Freethought Today · Vol. 28 No. 7 September 2011

Published by the Freedom From Religion Foundation, Inc.

It Pays to Complain

Judge agrees on godless affirmation

A woman who had just completed federal jury duty in a U.S. Southern District of California court contacted FFRF in late June for help with her concern about her jury oath ending in “so help you God.” Nancy Stockton noticed that witnesses during the trial were sworn without those words.

Staff Attorney Stephanie Schmitt responded, citing specific cases in which courts have consistently ruled that witnesses and jurors must be allowed to affirm without reference to a deity.

“It appears that jurors in your court are unaware that the option even exists,” noted Schmitt. “Courts should offer the option upfront, protecting jurors from the potential for embarrassment and from discrimination.” She added that the oath called for in California’s civil procedure makes no mention of a deity.

Nancy, who retired after 39 years of teaching, shared her July letter to U.S. District Judge Dana Sabraw, in which she praised the overall jury experience and the judge’s efficiency but politely and strongly objected to the oath’s religious reference. “As an atheist, I assumed a federal court would be more sensitive than most to my First Amendment concerns.”

She told the judge how she felt as a fourth-grader in 1949 at her school 30 miles north of New York City when the principal announced students would all say the Lord’s Prayer at assemblies, and how the Protestants kept on praying when she was done with her mother’s shorter, Catholic version. “I learned right at that moment I was a second-class citizen. To this day, I don’t know why any 10-year-old had to be put in that position.”

Nancy added that she has volunteered in various capacities all her adult life, votes, answers the call to jury duty and pays taxes without complaint. “And yet I cannot be assured that my right not to believe will be respected.”

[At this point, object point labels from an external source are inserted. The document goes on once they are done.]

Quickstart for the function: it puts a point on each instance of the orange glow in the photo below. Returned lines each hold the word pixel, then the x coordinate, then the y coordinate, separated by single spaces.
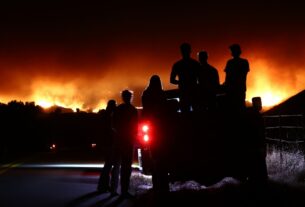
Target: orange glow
pixel 261 83
pixel 48 94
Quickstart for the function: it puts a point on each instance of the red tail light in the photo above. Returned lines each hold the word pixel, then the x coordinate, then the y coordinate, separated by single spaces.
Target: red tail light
pixel 144 132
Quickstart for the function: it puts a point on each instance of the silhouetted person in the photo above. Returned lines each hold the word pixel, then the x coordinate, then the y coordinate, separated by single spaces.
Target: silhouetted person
pixel 126 127
pixel 112 159
pixel 154 110
pixel 186 70
pixel 208 80
pixel 236 71
pixel 257 168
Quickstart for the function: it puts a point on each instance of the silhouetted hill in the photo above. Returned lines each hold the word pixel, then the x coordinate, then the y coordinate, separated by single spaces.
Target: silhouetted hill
pixel 294 105
pixel 58 109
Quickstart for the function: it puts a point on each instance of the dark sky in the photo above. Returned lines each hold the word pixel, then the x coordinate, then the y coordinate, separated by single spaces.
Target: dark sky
pixel 82 54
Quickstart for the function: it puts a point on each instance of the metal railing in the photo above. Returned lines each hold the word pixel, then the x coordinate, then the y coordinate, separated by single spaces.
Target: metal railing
pixel 285 128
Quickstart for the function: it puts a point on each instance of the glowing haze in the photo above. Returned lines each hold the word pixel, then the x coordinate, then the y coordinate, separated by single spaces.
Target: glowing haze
pixel 82 56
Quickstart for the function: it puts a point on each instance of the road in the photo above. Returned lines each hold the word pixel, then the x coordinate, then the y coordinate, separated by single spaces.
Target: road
pixel 50 184
pixel 32 182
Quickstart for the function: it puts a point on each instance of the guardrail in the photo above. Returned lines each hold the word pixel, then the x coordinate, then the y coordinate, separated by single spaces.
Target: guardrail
pixel 285 128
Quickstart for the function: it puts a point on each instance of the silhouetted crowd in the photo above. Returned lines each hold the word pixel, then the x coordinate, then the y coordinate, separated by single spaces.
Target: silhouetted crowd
pixel 207 114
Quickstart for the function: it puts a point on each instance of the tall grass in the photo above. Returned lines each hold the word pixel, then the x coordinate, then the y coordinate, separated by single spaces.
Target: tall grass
pixel 286 163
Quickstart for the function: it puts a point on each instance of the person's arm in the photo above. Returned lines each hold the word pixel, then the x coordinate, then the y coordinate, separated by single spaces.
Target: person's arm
pixel 173 76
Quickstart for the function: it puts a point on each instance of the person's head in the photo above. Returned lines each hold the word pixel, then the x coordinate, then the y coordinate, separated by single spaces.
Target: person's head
pixel 257 103
pixel 185 50
pixel 203 56
pixel 155 83
pixel 111 105
pixel 127 96
pixel 235 50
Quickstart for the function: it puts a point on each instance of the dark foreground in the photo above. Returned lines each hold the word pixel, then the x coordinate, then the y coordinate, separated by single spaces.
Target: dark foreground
pixel 77 187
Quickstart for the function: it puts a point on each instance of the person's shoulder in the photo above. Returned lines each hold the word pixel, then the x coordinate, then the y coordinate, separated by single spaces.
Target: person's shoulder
pixel 212 68
pixel 194 61
pixel 244 60
pixel 177 63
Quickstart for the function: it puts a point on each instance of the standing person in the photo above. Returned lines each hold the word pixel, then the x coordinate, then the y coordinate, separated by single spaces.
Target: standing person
pixel 208 80
pixel 126 127
pixel 186 70
pixel 154 109
pixel 112 161
pixel 236 71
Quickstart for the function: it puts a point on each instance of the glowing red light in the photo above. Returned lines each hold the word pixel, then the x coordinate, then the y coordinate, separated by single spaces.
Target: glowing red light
pixel 145 128
pixel 146 138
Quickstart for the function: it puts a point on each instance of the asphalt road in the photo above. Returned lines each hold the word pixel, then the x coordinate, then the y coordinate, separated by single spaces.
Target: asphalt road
pixel 46 184
pixel 44 187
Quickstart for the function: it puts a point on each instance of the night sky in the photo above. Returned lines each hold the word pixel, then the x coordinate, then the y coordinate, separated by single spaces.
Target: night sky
pixel 82 54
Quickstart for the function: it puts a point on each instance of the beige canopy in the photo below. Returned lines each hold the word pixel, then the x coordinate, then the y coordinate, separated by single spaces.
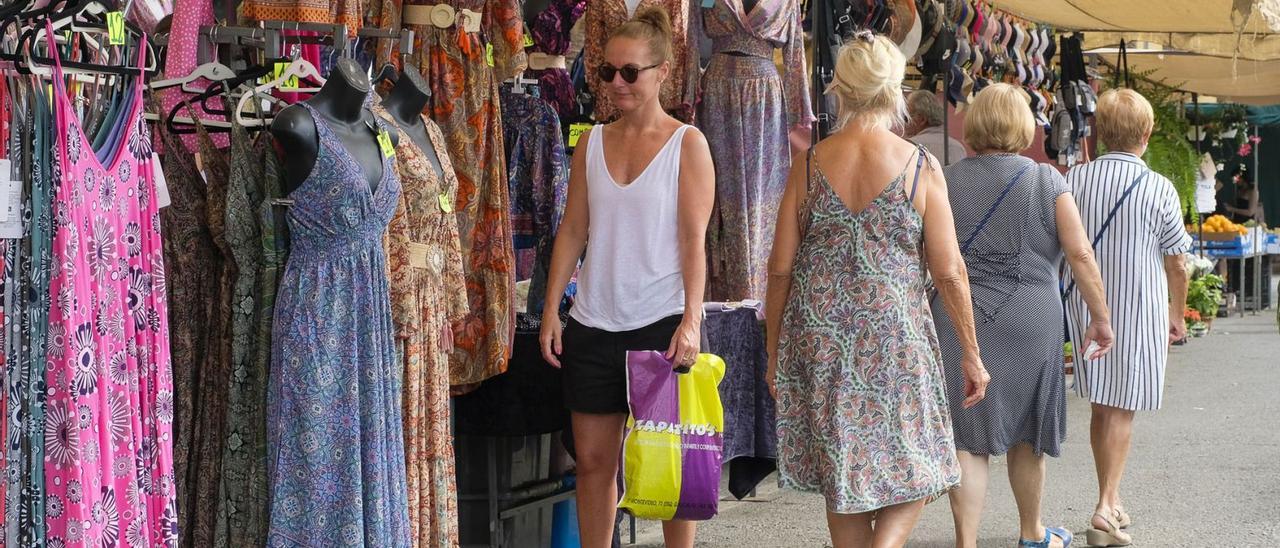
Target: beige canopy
pixel 1229 49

Judge Sabraw wrote back two weeks later to express his thanks. “I have now instructed my staff to administer an oath that does not contain religious references. It is an oath sanctioned by law and used by some other judges. The court, as you know, is an institution steeped in history and tradition. Change can be slow in coming, but from time to time, as here, it is necessary. . . . Once again, I thank you for your service and for your suggestion.”